Magnus bobbed his head so fast it blurred. “All right, I understand. I won't ask Cecilia for a cent.”
Denise studied him, worry clouding her fever-dulled eyes.
“You don't have to follow my compass,” she murmured. “Some people think leaning on family is natural. If the strain is too much, do what feels right. Just don't blame me later.”
“No, you're right,” he insisted. “I'm a grown man. Running to my sister every time I'm short looks pathetic. I promised I'd get my act together. Besides, I've already saved more than thirty thousand, haven't I?”
Those savings were the harvest of brutal weeks, involving nights of being drowned in liquor with clients and mornings woken by headaches that hammered like drums.
Only after joining the workforce did he grasp how merciless money could be.
He still couldn't fathom how he had squandered fortunes before. That sum he could never replicate across several lifetimes.
Seeing the determination in his eyes, Denise curved her lips into a small, genuine smile.
“Good.”
Conversation ebbed. She lay back, still weak.
The fever had broken, yet dizziness clung to her like fog after rain.
“Are you hungry?” Magnus asked, soft with concern. “I can run out and fetch food.”
Guilt pinched Denise's heart. Moments ago, she'd threatened to cut him off like a sulking child.
“A little,” she admitted.
“Then I'm on it. Tell me what you're craving, and it's yours.”

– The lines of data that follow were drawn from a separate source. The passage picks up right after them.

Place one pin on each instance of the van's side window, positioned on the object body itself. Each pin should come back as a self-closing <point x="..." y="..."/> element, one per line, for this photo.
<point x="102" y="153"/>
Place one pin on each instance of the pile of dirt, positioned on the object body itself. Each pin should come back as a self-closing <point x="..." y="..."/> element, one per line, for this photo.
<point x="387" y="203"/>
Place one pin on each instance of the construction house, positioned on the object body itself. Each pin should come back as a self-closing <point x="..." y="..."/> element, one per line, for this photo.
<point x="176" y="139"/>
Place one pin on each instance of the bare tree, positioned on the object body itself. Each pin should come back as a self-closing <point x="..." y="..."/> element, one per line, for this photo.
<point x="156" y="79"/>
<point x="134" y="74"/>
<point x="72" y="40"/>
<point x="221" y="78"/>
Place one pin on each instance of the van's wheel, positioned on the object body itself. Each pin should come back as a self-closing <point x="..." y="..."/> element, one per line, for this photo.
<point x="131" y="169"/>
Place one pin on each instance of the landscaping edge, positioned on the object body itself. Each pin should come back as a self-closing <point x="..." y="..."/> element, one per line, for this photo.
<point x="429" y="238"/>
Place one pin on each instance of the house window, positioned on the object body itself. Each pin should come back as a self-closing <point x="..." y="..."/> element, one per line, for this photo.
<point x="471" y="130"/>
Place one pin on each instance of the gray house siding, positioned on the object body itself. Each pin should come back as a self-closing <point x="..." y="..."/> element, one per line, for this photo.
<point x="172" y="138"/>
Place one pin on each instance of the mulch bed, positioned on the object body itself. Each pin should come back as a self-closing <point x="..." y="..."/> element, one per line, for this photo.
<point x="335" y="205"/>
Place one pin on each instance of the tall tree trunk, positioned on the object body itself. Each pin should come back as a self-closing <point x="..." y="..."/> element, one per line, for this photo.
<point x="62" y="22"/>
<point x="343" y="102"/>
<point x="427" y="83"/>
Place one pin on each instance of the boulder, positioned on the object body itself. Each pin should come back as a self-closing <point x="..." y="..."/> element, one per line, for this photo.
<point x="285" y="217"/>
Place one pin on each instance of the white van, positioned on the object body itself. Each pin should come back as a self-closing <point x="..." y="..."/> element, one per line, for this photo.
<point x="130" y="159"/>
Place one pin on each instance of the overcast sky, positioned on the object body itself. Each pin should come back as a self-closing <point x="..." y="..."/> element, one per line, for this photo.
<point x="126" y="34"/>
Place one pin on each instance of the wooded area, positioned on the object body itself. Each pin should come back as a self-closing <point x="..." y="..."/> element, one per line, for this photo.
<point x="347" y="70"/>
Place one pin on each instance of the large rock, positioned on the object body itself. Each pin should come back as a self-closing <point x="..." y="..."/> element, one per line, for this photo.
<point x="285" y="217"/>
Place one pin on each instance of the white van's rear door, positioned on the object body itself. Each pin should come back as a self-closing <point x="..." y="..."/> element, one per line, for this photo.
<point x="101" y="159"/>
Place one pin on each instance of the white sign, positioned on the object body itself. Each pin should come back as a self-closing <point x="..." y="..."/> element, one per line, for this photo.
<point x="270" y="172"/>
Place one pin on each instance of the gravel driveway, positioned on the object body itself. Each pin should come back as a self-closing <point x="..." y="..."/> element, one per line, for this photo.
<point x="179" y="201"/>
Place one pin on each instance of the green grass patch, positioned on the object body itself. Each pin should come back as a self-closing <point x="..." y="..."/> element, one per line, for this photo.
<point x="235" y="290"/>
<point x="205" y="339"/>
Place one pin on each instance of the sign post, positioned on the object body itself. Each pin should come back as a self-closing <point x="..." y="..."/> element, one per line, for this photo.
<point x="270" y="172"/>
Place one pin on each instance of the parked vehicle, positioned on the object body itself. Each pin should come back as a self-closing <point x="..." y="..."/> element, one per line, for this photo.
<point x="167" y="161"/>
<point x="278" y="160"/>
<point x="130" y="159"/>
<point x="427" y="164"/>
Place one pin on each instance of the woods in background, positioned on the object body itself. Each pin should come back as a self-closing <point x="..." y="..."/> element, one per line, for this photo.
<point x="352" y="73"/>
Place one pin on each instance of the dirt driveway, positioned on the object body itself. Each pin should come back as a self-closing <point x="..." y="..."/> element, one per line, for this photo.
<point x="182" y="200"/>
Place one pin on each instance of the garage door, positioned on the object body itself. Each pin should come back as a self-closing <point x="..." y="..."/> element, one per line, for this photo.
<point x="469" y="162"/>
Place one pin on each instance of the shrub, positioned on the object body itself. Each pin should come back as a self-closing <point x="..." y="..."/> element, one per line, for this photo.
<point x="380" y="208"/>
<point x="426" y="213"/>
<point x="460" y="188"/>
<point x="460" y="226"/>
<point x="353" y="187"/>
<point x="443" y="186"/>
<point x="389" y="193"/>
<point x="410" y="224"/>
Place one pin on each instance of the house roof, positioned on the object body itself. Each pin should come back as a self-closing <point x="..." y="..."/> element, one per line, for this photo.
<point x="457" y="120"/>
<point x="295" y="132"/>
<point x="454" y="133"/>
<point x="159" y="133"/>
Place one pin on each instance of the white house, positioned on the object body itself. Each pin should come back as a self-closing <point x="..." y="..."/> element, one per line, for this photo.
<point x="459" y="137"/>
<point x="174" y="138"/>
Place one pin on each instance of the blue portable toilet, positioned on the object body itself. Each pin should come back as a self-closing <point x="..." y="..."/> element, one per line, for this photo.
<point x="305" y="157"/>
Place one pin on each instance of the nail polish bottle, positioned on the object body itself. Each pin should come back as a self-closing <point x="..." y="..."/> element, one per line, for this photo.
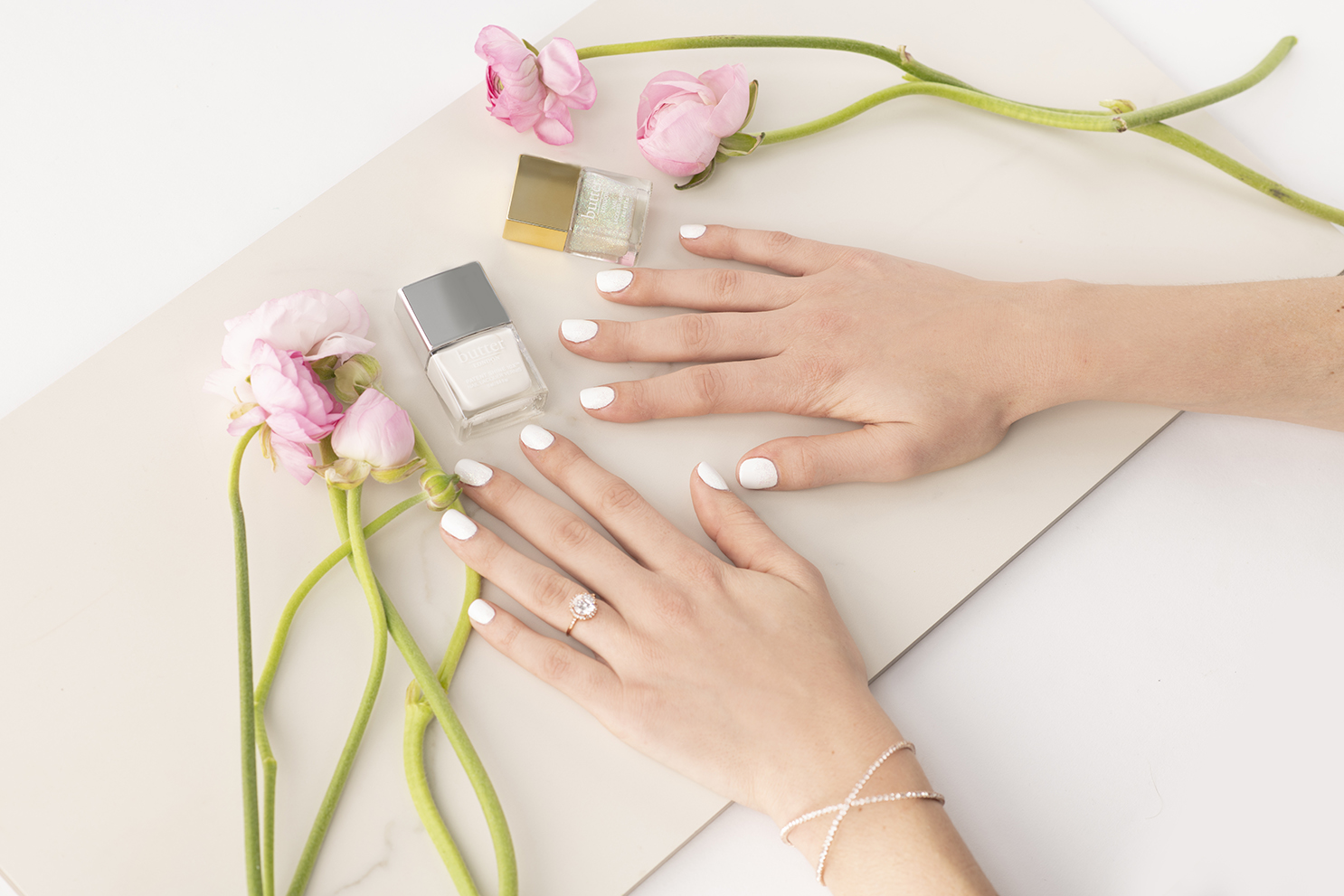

“Anything at all,” Denise said.
Denise had never been fussy about food. Filling her stomach ranked higher than flavor, so long as the meal put strength back into her slender frame.
With that small permission, Magnus practically skipped toward the cafeteria line, eager to earn her approving smile.
What he failed to notice were the searching eyes hidden behind pillars, glass panels, and idle phones, eyes hired to track his every step.
Before long, those watchers had already phoned Cecilia, reporting in hushed detail where Magnus stood and what he was doing.
Has he really fallen back into the same old habits? The thought pressed against Cecilia's ribs like a stone she could neither swallow nor spit out.